Harry Schwartz

Profile
- Position: Center

Personal information
- Born: October 11, 1906 New York, U.S.
- Died: March 6, 1970 (aged 63) Charlotte, North Carolina, U.S.
- Listed height: 5 ft 10 in (1.78 m)
- Listed weight: 180 lb (82 kg)

Career information
- College: North Carolina (1926–1928)

Awards and highlights
- All-Southern (1927, 1928);

= Harry Schwartz (American football) =

American football player (1906–1970)

Harry Louis Schwartz (October 11, 1906 - March 6, 1970) was an American college football player.

==University of North Carolina==
He was a prominent center for the North Carolina Tar Heels of the University of North Carolina, captain of the 1928 team.

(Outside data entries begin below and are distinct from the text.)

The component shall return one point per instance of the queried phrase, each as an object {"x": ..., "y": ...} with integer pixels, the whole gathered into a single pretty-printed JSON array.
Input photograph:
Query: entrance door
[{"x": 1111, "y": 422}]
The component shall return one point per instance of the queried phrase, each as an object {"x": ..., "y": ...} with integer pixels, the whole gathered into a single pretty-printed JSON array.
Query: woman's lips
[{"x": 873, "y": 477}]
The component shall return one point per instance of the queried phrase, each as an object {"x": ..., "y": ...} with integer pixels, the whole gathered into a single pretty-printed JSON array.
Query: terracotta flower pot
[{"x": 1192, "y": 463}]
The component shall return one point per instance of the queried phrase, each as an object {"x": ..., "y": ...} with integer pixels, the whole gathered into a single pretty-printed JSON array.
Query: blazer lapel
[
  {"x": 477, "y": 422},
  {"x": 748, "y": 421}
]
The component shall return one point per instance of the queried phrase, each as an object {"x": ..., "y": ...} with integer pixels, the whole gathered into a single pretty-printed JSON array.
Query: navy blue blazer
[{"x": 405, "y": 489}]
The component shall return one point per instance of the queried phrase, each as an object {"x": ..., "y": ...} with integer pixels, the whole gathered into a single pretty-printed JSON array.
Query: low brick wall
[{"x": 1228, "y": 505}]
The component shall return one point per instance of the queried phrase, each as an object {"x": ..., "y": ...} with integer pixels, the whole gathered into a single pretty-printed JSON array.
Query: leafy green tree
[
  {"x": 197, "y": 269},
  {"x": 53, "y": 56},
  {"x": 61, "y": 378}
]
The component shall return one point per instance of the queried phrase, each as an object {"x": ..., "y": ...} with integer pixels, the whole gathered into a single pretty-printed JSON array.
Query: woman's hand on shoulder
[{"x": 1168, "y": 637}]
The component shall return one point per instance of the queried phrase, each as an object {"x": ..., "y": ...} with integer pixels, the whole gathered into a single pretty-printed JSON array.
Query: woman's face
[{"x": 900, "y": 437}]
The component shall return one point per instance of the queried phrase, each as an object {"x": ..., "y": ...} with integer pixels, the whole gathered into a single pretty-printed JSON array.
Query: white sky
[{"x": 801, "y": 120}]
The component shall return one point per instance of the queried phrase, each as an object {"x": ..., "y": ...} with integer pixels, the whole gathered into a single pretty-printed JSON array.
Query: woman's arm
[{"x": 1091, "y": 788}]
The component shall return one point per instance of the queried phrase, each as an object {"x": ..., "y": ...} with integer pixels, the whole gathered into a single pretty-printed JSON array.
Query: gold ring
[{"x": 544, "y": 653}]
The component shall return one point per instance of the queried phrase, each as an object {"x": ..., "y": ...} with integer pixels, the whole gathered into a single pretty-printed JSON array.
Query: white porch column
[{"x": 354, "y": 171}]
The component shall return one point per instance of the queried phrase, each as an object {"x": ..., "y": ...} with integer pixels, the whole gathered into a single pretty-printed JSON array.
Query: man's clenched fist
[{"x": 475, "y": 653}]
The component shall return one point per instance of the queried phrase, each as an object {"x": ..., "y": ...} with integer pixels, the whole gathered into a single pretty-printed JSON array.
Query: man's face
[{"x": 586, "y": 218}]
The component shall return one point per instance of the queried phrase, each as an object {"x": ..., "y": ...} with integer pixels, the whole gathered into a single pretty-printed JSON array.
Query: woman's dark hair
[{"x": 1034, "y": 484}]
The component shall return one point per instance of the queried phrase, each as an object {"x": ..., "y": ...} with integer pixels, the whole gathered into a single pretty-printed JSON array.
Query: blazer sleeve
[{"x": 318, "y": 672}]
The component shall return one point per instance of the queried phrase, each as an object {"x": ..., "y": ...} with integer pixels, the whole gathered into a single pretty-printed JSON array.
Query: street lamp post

He was a native of Charlotte. '28 was a rough year, opening with a 65 to 0 defeat of Wake Forest. One account going into a game against Harvard reads "The team is built around its captain and center, Harry Schwartz, almost universally chosen as all Southern center in 1927. This is Schwartz's third year in intercollegiate competition and his wealth of experience combined with natural leadership abilities will go a long way towards keeping the team together as a fighting unit." Schwartz twice received All-Southern honors. Fuzzy Woodruff once wrote, "Schwartz is beyond any question or cavil the best defensive center in the South. He makes as many tackles on the ends as the ends or halfbacks. He is everywhere. He wears a moustache and it doesn't hurt him. Apparently he never gets tired. He's everything that a good footballer is expected to be." At UNC Schwartz was a member of the first Jewish fraternity on the North Carolina campus, Tau Epsilon Phi.